New York Daily Sentinel
- Founder(s): Benjamin Day; Willoughby Lynde; William J. Stanley;
- Publisher: Andrews and Stanley
- Founded: February 15, 1830
- Ceased publication: March 11, 1833

= New York Daily Sentinel =

One of the first daily newspapers in the United States

The New York Daily Sentinel, founded in 1830, was one of the first daily newspapers in the United States. It was founded by Benjamin Day, Willoughby Lynde, and William J. Stanley. Its publishers were Lynde, Stanley & Co., the Association of Working Men, and George H. Evans.

== History ==
At the time of establishing the New York Daily Sentinel, Day had just one year of experience working for commercial newspapers. Day wanted the paper to be available to as many people as possible, and formally established the Sentinel in 1830, with a low start-up cost supported by Lynde and Stanley. Lynde and Stanley would later launch The New York Transcript in 1834, the year after the Sentinel ceased publication.

The Sentinel aligned itself with the tenets of the New York Working Men's Party, which advocated for the rights of working class New Yorkers, particularly through the use of the press to disseminated knowledge.

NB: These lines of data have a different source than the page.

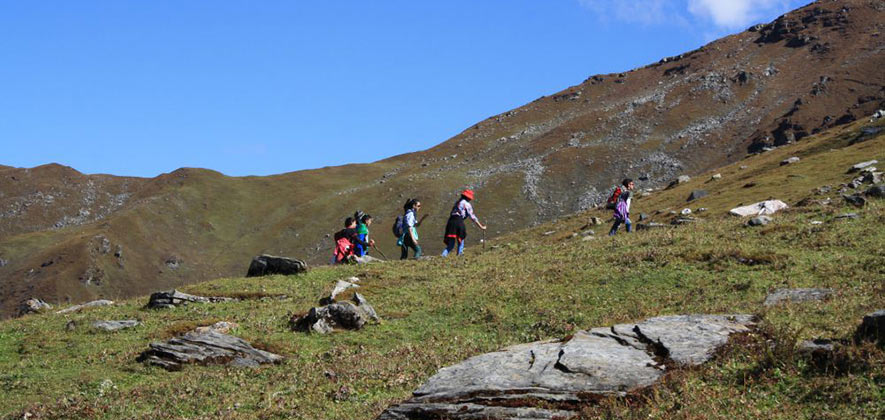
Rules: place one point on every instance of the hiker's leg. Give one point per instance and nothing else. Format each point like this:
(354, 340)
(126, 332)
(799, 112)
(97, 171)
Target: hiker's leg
(417, 250)
(450, 245)
(614, 229)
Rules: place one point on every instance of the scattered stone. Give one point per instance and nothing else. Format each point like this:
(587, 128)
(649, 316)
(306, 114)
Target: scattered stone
(872, 328)
(351, 315)
(877, 191)
(855, 200)
(173, 298)
(265, 265)
(77, 308)
(759, 209)
(791, 160)
(696, 194)
(556, 375)
(33, 306)
(759, 221)
(650, 226)
(205, 348)
(222, 327)
(796, 296)
(808, 201)
(862, 165)
(682, 179)
(115, 325)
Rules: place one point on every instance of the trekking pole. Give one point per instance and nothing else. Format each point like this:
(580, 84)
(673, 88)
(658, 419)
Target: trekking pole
(379, 252)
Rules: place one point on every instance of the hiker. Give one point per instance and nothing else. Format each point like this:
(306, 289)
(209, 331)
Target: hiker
(456, 232)
(409, 232)
(622, 208)
(346, 240)
(362, 230)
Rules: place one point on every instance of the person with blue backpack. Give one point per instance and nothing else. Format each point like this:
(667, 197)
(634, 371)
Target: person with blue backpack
(622, 208)
(456, 231)
(406, 228)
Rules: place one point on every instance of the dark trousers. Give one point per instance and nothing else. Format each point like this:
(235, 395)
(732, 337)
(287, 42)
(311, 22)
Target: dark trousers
(409, 243)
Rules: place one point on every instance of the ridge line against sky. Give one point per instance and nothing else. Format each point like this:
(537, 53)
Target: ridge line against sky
(138, 89)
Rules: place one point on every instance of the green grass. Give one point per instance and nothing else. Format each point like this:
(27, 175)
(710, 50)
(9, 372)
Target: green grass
(523, 287)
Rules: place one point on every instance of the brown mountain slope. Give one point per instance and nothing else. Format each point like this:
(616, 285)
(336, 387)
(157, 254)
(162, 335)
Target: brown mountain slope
(811, 69)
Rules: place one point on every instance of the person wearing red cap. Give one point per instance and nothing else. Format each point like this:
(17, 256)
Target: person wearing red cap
(456, 232)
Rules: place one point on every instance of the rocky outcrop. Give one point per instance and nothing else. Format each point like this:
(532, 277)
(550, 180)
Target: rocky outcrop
(546, 380)
(872, 328)
(352, 315)
(33, 306)
(759, 209)
(115, 325)
(265, 265)
(173, 298)
(204, 348)
(94, 303)
(796, 296)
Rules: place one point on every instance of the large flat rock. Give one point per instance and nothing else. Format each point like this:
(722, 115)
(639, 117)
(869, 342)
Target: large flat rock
(205, 347)
(544, 380)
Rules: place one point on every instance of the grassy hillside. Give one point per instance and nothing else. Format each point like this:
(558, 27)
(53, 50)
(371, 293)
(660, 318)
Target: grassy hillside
(811, 70)
(525, 286)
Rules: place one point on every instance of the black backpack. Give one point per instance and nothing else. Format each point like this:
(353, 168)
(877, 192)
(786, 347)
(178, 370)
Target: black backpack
(398, 226)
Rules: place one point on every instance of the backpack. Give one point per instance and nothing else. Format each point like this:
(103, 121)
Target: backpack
(398, 227)
(612, 202)
(343, 249)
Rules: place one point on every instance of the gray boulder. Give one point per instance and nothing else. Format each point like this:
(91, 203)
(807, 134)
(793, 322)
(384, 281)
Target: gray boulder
(210, 347)
(696, 194)
(872, 328)
(549, 379)
(862, 165)
(877, 191)
(797, 295)
(115, 325)
(265, 265)
(324, 319)
(759, 221)
(94, 303)
(173, 298)
(33, 306)
(855, 200)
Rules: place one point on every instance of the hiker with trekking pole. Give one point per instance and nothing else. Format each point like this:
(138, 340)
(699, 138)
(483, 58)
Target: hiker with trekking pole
(406, 228)
(456, 231)
(622, 200)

The New York Daily Sentinel ceased publication on March 11, 1833. Day subsequently founded another newspaper, The Sun, with the motto, "It shines for everyone". By the middle of the 19th century, The Sun was the most widely circulated American newspaper, and, priced at one cent per copy, it was part of what became known in New York City as the Penny Press. George Henry Evans, founder of The Man and inspiration for the Homestead Act of 1862, eventually bought the paper from Day.